怪我人ケンと看護師ヤマメ
ヤ「ケンさーん。お薬の時間ですよ~」
ケ「粉薬?」
ヤ「粉薬」
ケ「いやだぁ!アレむせるもん!めっちゃ咳き込むし!苦いし!」
包帯の量は減ったものの未だにミイラ男と化しているケンと、それを看護するちょっと際どいナース服を着たヤマメ。ケンはお盆の上に乗った朱色の粉と水を持ってきたヤマメにブーイングをする。

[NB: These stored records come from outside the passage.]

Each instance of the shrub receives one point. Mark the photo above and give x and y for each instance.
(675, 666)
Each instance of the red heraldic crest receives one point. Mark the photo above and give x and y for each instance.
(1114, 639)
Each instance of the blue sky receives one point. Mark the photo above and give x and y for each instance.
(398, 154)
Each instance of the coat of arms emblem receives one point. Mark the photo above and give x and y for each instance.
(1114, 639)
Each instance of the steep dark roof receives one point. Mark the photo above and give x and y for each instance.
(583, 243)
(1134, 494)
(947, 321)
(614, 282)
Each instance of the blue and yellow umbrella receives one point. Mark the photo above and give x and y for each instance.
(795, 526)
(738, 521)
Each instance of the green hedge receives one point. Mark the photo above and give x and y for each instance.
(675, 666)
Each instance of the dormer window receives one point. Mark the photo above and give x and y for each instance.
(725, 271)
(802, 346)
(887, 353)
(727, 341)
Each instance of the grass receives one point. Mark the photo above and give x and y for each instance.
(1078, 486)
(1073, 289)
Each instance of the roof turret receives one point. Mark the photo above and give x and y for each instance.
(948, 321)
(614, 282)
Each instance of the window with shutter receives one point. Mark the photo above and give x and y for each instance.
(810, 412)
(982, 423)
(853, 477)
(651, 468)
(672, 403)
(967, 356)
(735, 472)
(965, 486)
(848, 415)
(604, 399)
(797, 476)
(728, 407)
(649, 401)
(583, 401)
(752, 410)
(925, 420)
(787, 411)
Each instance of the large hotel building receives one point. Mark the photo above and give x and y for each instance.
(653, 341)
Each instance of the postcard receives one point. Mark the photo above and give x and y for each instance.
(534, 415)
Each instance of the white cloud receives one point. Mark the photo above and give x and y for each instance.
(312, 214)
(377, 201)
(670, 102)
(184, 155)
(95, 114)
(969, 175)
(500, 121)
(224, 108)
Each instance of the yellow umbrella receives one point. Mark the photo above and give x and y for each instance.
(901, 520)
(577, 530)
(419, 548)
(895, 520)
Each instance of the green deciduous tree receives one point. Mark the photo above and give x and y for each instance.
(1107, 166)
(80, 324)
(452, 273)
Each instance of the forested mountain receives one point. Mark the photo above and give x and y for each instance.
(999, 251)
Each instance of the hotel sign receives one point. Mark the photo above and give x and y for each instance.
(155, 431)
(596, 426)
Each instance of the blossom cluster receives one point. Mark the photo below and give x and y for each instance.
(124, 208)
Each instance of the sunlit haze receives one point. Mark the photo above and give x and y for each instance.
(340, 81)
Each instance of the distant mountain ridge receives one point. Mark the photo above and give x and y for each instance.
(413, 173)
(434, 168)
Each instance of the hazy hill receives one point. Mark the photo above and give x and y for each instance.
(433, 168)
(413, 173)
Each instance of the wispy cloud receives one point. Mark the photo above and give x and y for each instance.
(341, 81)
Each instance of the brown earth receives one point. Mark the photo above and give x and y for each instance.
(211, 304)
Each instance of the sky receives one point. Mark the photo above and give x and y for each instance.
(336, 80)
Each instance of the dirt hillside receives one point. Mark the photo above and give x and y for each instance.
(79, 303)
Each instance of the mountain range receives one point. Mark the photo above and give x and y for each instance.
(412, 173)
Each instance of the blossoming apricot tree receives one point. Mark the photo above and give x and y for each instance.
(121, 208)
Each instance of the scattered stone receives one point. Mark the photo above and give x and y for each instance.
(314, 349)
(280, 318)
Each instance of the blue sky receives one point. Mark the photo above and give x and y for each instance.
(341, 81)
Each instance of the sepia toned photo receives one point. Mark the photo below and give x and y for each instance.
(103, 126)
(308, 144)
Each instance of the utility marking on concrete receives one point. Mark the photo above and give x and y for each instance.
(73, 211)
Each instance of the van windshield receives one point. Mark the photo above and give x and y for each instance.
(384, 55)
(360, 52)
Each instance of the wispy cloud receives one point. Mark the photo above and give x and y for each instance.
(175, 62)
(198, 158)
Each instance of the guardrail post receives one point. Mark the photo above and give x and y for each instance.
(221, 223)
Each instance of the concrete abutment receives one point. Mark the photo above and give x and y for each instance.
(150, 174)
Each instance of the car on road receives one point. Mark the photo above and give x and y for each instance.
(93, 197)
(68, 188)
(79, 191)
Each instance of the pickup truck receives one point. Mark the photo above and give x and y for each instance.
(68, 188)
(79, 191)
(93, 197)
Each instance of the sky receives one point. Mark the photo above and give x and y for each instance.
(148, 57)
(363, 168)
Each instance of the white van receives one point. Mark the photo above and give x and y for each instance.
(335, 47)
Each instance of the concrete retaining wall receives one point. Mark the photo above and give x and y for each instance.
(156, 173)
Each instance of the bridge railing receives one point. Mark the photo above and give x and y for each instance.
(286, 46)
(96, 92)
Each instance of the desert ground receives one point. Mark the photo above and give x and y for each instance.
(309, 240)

ヤ「そんなこと言ってもしょうがないじゃない…コレしかなかったんだから」
ケ「錠剤みたいなのが良かった」
ヤ「もう、そんな事言ってたら、治る怪我も治らないわ」
ケ「自然治癒に身を任せるよ…」
ヤ「早く治って、もっとアナタを抱きしめたりしたいのに…、今のケンじゃ痛がってできないわ」
ケ「…ま、まぁそこまで言ってくれるなら…飲んでみようかな」
ヤ「ふふ、単純ね」
小さな和紙の上に乗せられた粉薬を飲まされ、すぐにコップの水を飲み干す。口の中に張り付いている粉の残りも舌を上手く回して外し、何とか全てのみ込むことができた。
ケ「がふぁ!はぁ、はぁ…苦っ!か~超苦ぇ!」
ヤ「そんなオーバーな…」
涙目になりながら息を整えるケンを見て、ヤマメも引き気味になる。
それからは何をするでもなく、ケンが安静にしている横でヤマメもジッとケンを見つめていた。
ケ「…暇じゃないの?」
ヤ「アナタと居れば暇じゃないわ。それに…」
ケ「それに?」
ヤ「アナタの傷が治った後、私の溜まってるのを全部出すって想像してるもの。その度に、身体が疼いちゃって…」
ケ「痴女かよ…。傷が治った後も、しばらくはヤマメとはできないよ?」
ヤ「ど、どうしてよ…。ん?ヤマメとは…?私とはって事は、他の女とはできるって言うこと!?」
変な方向に曲解したヤマメはケンを睨みつける。
ケ「いやそう言うわけじゃなくてな。他の女ともしないよ。てか、ずっとヤマメと居るのに他の女なんて構ってる暇ないよ…」
ヤ「…そうよね。アナタに限って浮気なんて無いわよね」
ケ「外歩いてて、女の人が視界に入っただけでビンタされるからな」
ヤ「見なきゃいいわ♪」
ケ「もう目隠しして出かけようかな…」
ヤ「それは傷が治ってからね」
・・・・・・・・・。
ヤ「どうやったら早く治るのかしら…」
もう時刻も夕方になろうとしている。ふと、ヤマメはそんな事を呟いた。
ケ「愛のパワー…とか?」
ヤ「もうずっと送ってるわ。早く治しって欲しいって…」
ケ「でも治らないね」
ヤ「そうね…早く、治ってほしいわ…」
ケンの寝ている布団にもぐりこみ、そっとケンを抱きしめる。意図的なのか偶発的なのか分からないが、柔らかい胸の中に顔を埋められ、頭を撫でられる。
ヤ「心配しなくてもいいわ。私がずっと傍に居てあげるから…ゆっくり傷を治してね…」
ケ「そうだね…」
ちょっと苦しい。そう言ったかったが、今はヤマメの愛に甘えていよう…。
特に進展はないです、ちょっとほのぼの?をイメージして書いてました。下着がギリギリ見えるヤマメのナース姿…見てみたいですね。想像で終わらせてしまうのがなんだかもどかしいです。